If a woman chooses to wear a head-covering, there is nothing in Scripture to forbid or prohibit that choice. But when we impose and attempt to enforce that tradition as a Scriptural mandate, we are in error and in violation of The Word. If we desire to acknowledge Purim or Channukah or Thanksgiving or July 4th or Israel’s Independence Day, is the recognition of any of those dates or events a sin? No . . . unless we impose and require that observance as part of someone’s supposed ‘Biblically mandated walk’ . . . then, at that point, the requiring becomes ‘sin’ because we have just ‘added to’ The Word of God. On the other hand, if we condemn and demean folks and pass judgment on their motive and agenda and heart for their observance, we have once again violated Scripture.

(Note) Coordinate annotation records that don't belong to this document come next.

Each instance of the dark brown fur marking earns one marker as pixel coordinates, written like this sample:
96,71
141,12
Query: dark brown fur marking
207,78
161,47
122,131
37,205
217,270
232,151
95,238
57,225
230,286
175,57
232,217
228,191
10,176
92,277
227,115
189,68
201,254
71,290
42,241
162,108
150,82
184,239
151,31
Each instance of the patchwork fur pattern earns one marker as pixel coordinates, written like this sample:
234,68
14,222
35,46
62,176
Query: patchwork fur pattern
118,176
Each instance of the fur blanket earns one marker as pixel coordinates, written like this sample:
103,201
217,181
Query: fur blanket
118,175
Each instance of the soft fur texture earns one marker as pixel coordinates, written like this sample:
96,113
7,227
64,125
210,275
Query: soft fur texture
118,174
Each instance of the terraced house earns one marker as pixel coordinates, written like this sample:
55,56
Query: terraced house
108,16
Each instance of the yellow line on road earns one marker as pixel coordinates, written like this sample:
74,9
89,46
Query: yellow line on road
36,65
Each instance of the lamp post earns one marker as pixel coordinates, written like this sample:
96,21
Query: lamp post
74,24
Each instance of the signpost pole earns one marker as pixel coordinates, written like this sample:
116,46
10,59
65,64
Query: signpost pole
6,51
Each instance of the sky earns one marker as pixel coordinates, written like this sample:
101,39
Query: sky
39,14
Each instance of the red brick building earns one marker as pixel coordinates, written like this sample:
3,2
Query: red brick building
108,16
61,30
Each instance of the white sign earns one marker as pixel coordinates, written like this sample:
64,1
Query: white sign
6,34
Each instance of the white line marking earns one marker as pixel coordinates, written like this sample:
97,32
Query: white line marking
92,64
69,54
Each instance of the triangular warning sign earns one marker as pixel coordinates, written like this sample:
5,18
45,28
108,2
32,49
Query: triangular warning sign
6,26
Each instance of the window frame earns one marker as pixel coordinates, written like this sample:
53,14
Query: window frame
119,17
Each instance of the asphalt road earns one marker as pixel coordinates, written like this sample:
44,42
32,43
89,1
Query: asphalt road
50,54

You know, from a practical standpoint, the Bible does not tell me to brush my teeth, press my clothes, or that it is permissible to eat with a fork or drink my tea with a straw. Therefore, because there is not a direct command to do these things, is it a sin to do them? No, it is not. And, on the other side of this coin, if I tell you that to be acceptable to God, you must do these things, that requirement that I have attempted to impose would be a sin, a sin of addition.
The Word is not too burdensome . . . until man gets involved.
So, we said all that to say this –
Yom Ha-Em HaSameach – Happy Mother’s Day!
“Honor your father and your mother, that your days may be prolonged in the land which the LORD your God gives you. (which is the First commandment with a promise) (Exo 20:12, Eph. 6:2)
May 15, 2017 at 10:28 am
Very well said! May I add: We’re not commanded to use toilet paper either!